An abiding belief that “there has to be a better way” is essential to both effective collaboration and breakthrough innovation. Few people demonstrate this truism more than Robert Langer—a prolific cross-disciplinary inventor who is one of only seven individuals to receive the United States’ National Medal of Science and the National Medal of Technology and Innovation. Langer, head of Langer Labs and institute professor at the Massachusetts Institute of Technology—kicked off the 2014 ASAP BioPharma Conference in Boston with a special opening keynote on Wednesday evening, Sept. 3.
Langer’s lively, frequently humerous talk to a jam-packed room was jam-packed with detailed case studies of how he and his students and colleagues consistently develop novel approaches that in turn create breakthrough inventions that are then successfully commercialized through partnership. He opened his talk by emphasizing the threads that run through all of the successes he’s been a part of.
“We’ve done it 25 to 30 times, and all of the companies we’ve started are still around in some form or another,” he noted, citing a several common themes:
- Langer Labs and its predecessors generally focus around platform technologies—e.g. genetic engineering—that lend themselves to broadly applicable patents and support the launch of product companies.

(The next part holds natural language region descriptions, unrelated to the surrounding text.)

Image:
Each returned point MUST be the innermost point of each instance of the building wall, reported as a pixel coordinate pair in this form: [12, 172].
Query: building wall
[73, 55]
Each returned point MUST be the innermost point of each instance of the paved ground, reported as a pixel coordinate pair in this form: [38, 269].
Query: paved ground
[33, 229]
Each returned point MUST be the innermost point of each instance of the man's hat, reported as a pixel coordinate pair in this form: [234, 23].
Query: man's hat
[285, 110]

Inventions should have seminal (ideally blocking) patent(s), according to Langer. “Sometimes people say that’s not so nice—but it encourages greater investment,” he said.
- The innovation should be published in top journal, e.g. Science or Nature, where peers have the opportunity to test and validate your breakthrough. Moreover, you need in vivo proof of principle. “In medicine, these things take a long time to do, but you have venture investors who aren’t impressed with something just in test tubes.”

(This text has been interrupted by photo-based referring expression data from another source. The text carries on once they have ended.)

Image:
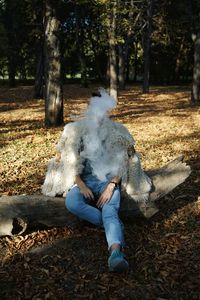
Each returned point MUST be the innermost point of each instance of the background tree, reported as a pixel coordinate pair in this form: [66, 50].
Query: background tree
[53, 86]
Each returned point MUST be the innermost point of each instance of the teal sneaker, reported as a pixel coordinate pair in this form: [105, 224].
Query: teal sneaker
[117, 262]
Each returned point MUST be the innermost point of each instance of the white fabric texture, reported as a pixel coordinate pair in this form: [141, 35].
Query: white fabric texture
[105, 143]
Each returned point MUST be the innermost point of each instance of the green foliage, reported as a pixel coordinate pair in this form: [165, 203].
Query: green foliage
[21, 28]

- All of Langer’s work has been done with current or former students. “My students and post docs often spend five to six years in the lab and want to do something to help the world. I’ve also noticed something else—champions are so important to licensing deals. “We’ve licensed things, we have a great champion, they get promoted, then we don’t have the same spirit with the new person. But our students will walk through walls to make their stuff work.”

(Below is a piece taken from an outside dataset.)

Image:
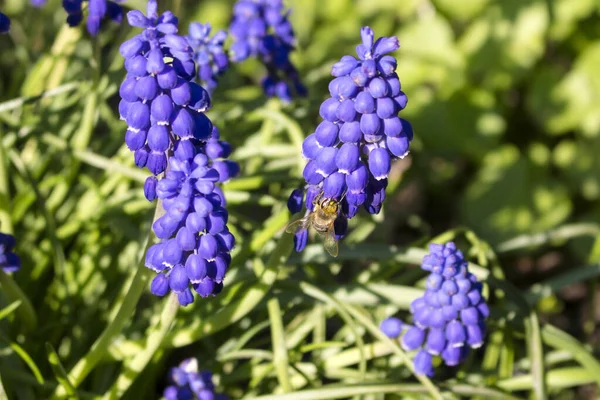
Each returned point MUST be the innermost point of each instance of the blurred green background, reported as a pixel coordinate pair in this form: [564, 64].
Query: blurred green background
[504, 97]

Langer began with the beginning of his career—when he first explored alternative approaches that tackled challenges that others insisted couldn’t be overcome.
“When I got started, I was a post doc at Children’s Hospital and we were looking for molecules to stop blood vessels from growing. Bioassays are critical to doing that. We needed a way to study and the only assays we could come up with took two to three months.” He focused on how to utilize large molecules that “you can’t take by mouth, can’t take with transdermal patch, and when you inject them, the half-lives are often very short. So we wanted to put this in a control release polymer (this was in 1974) and at the time the literature said you can’t do it—a large molecule cannot slowly diffuse through solid polymers. The only thing I had going for me was I didn’t know any of this, and I experimented for two years and found over 200 ways that didn’t work,” he said, garnering enthusiastic laughter. “But eventually we showed that you could release molecules of any size over 120 days, then established continuous steady release.”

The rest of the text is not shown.